Dual circulation role
“The fifth plenary session of the 19th Central Committee of the Communist Party of China has recently adopted the Proposals for Formulating the 14th Five-Year Plan for National Economic and Social Development and the Long-Range Objectives through the Year 2035, stating that reform and innovation will be the fundamental driving forces to accelerate the establishment of a new development pattern featuring ‘dual circulation’, which takes the domestic market as the mainstay while enabling domestic and foreign markets to interact positively with each other,” she said.
“While the main element of the “dual circulation” strategy is to expand domestic demand, it does not mean our country is closing the door to the outside world. Instead, the mainland’s economy will open up in a wider scope, a broader spectrum and at a deeper level, so as to make better use of international circulation to enhance domestic circulation.”
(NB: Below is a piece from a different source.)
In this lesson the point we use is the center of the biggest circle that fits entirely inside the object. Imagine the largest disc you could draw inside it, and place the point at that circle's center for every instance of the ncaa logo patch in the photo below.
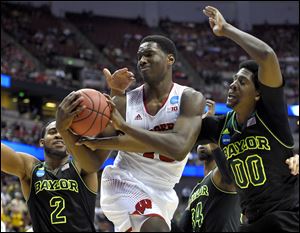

A highly market-oriented and an international economy, Hong Kong’s development opportunities under China’s new development pattern are evident, Mrs Lam said. “Hong Kong can further strengthen its “intermediary” role in international circulation.”
Innovation and technology hub
The HKSAR Government and mainland authorities are jointly developing the Shenzhen-Hong Kong Innovation and Technology Co-operation Zone with Shenzhen, and exploring with the Shenzhen government the idea of allowing the Hong Kong Science and Technology Parks Corporation to lease and manage certain areas of the Innovation and Technology Zone in Futian, Shenzhen, before the completion of the first batch of research and development buildings in the Hong Kong-Shenzhen Innovation and Technology Park at the Lok Ma Chau Loop, she said.
The Government will also launch a five-year Global STEM Professorship Scheme at a cost of HK$2 billion to attract outstanding research & Development talent from overseas to engage in R&D work in Hong Kong, and will release the Smart City Blueprint for Hong Kong 2.0 in December this year with more than 130 smart-city initiatives.
The Government will also launch the Fintech Proof-of-Concept Subsidy Scheme to encourage traditional financial institutions to partner with start-ups to conduct Proof-of-Concept projects and conduct a public consultation on establishing a licensing regime to monitor virtual asset service providers.
Mrs Lam said Hong Kong’s banking system remains robust with major banks’ average liquidity coverage ratio and average capital adequacy ratio exceeding 156% and 20% respectively, both well above the international regulatory standards. From end-2019 to the end of September this year, the total deposits of banks grew 7.3%. Other facets of the financial services sector such as the securities and insurance markets also continue to operate in an orderly manner. In these turbulent times of international and geopolitical tension, the Government and the financial regulators will continue to closely monitor financial market development to ensure financial stability.